[OT] user-management bit of web apps
Simon Wistow
simon at thegestalt.org
Wed Jan 30 13:28:11 GMT 2008
On Wed, Jan 30, 2008 at 09:37:49AM +0000, Matt S Trout said:
> It is, admittedly, better than the "web framework" I wrote once ... but I
> had the sense to chuck that out and replace it with Maypole and then later
> Catalyst.
And this here (and the bits I've elided) is the 'problem' with web
frameworks, at least from my point of view - which I realise is not the
same as other peoples'.
So, I start off with a problem that requires some sort of dynamic web
app type malarkey. So I go look at all the available web frameworks that
are out there. And there are a lot.
A lot.
That there is problem number one by the way - and I know that choice and
and competition are good and each to their own all that but I also keep
coming back to the fact that we standardized on DBI and that was one of
the best things that happened to us.
So I'm sitting down to write this app.

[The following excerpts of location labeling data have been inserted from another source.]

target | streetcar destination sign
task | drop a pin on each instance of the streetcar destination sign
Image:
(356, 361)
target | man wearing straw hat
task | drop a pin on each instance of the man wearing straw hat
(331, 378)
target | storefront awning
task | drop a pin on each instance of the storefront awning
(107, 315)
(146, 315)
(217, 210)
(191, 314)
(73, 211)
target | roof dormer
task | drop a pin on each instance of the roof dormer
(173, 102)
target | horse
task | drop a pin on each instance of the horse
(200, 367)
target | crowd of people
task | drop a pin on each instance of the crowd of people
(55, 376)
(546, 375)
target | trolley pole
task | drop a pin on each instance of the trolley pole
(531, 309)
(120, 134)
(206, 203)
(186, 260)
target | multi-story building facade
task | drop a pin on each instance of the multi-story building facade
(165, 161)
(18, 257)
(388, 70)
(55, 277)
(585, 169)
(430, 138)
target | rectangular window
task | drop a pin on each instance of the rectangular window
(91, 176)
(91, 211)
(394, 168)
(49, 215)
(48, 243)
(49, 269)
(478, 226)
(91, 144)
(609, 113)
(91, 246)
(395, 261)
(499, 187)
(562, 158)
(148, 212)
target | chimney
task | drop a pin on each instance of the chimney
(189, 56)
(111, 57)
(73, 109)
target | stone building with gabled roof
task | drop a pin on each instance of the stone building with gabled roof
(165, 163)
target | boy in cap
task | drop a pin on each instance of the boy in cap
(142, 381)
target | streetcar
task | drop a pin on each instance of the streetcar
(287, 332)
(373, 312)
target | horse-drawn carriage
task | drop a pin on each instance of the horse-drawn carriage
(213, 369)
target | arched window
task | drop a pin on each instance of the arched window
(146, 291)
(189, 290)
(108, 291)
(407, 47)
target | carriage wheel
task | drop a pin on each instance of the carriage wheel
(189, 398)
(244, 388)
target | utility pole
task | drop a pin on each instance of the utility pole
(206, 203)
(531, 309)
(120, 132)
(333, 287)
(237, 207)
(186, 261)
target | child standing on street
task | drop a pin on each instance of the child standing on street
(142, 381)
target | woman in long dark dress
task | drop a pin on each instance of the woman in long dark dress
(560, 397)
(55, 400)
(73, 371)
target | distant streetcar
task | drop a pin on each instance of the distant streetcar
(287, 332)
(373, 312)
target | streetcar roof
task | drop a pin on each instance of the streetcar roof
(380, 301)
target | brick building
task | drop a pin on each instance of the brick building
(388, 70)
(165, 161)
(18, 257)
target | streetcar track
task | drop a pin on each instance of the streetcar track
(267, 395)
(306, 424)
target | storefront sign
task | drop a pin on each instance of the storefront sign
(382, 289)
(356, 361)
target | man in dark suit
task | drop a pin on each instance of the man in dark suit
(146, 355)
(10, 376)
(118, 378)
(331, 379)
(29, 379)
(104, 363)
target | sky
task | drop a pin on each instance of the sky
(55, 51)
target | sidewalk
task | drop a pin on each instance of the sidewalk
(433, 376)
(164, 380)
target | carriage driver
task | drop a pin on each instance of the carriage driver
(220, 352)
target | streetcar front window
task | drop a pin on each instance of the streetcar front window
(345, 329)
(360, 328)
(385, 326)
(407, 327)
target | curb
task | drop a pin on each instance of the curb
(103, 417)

My basic plan, which stretches
right off in to the distant future because I am a thoughtful and
farsighted developer, basically goes like this.
1. Hello World!
2. Having users and user self management
3. Start building the app
4. Having an admin class and user management by the admins.

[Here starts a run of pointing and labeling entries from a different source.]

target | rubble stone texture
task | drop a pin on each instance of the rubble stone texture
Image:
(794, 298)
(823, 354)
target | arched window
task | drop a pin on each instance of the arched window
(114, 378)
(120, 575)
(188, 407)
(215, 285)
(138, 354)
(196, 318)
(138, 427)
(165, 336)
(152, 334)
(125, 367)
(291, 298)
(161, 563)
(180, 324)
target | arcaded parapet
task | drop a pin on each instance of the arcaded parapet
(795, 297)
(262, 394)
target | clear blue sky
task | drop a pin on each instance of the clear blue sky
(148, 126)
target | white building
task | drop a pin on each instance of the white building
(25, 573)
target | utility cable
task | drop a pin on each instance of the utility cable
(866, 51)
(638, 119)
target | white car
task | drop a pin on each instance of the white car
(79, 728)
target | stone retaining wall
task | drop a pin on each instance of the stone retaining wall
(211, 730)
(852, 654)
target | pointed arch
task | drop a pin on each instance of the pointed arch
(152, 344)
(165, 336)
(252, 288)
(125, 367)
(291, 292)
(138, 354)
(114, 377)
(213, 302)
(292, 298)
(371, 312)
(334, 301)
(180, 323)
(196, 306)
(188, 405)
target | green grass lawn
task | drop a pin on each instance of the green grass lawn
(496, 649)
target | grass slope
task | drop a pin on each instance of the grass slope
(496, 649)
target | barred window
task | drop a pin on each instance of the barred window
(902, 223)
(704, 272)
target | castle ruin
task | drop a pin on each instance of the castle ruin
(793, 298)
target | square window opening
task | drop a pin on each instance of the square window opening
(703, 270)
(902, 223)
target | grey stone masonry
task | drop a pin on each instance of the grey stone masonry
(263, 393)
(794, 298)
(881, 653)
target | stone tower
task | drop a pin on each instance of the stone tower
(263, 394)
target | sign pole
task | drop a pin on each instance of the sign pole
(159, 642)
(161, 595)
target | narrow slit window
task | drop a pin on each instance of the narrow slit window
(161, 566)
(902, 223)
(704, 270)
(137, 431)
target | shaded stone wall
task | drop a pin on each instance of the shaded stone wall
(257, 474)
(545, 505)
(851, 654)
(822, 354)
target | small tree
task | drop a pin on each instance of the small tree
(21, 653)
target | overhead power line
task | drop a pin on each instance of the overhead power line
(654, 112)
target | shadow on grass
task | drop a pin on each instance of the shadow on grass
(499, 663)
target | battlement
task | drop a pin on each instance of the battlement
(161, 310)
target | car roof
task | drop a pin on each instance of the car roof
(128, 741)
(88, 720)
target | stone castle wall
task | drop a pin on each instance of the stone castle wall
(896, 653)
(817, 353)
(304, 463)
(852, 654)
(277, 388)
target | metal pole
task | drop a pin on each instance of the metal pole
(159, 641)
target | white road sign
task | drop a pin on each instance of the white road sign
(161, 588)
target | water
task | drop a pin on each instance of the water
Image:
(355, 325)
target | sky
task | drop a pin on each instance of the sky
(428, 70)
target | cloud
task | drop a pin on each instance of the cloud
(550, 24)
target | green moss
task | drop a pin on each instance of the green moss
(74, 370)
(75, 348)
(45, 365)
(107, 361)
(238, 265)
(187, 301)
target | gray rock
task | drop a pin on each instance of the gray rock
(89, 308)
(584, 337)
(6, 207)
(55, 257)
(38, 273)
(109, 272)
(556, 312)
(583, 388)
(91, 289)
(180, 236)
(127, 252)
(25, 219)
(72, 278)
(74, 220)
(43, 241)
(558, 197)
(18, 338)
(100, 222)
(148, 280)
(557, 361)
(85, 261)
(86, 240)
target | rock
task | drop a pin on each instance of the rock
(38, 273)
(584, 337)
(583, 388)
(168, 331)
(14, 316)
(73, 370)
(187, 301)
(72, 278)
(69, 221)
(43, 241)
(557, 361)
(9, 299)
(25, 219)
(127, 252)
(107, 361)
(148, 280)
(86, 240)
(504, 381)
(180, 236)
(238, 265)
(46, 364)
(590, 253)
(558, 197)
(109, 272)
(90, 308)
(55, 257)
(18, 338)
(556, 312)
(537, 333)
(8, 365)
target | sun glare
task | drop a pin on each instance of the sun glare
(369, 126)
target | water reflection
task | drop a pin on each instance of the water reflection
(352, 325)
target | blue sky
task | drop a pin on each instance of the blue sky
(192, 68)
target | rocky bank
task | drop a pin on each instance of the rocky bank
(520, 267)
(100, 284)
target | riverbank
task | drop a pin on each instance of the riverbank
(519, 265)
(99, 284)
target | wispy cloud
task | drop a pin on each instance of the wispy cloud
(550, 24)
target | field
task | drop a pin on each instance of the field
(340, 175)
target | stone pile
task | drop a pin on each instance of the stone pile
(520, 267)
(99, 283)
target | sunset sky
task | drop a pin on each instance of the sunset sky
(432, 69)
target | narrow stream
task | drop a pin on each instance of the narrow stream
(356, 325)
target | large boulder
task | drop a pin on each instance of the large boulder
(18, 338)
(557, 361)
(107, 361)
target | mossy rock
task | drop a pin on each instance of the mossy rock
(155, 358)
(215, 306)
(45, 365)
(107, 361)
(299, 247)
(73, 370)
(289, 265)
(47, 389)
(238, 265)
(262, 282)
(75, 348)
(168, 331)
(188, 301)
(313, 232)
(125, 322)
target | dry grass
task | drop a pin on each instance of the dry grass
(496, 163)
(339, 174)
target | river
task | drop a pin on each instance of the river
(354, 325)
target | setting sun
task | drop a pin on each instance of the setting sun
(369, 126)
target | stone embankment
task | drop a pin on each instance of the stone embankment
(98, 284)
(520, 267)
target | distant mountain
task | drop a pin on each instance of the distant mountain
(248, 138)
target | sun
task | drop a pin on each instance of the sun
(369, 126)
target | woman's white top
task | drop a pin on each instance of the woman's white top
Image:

In my brain I think I *ought* to do 4. before 3. but by then I'm bored
and want to do *something*
5. Features
6. Release
7. Repeat 5. and 6. some more
...
n. Scaling.
For me (note how I keep using that phrase) there are twin desires. On
the one hand I don't want to get too bogged down in future stuff
especially since, most of the time, I'm never really going to have to
get beyond step 3. But on the other hand I want to keep an eye on what
I'm going to have to do in the future.
I don't know any of the frameworks so I go to the tutorials which do the
Hello World and then very rarely have anything else. The start-up costs,
the activation energy seem too high. There's too much scaffolding - to
be frank it's all a little scary.
I know why all the scaffolding's there and I know why it's necessary but
there you go.
And this is my problem - I want something that starts small and easy and
then gradually becomes the big scary scaffolding. And generally that
means I end up writing my own framework again which starts small and
then I hack on features and never learn from my mistakes and never
learn one of the existing frameworks and then the next time I want to do
something similar I end up doing it all again.
I'm not sure what my point is - work avoidance probably.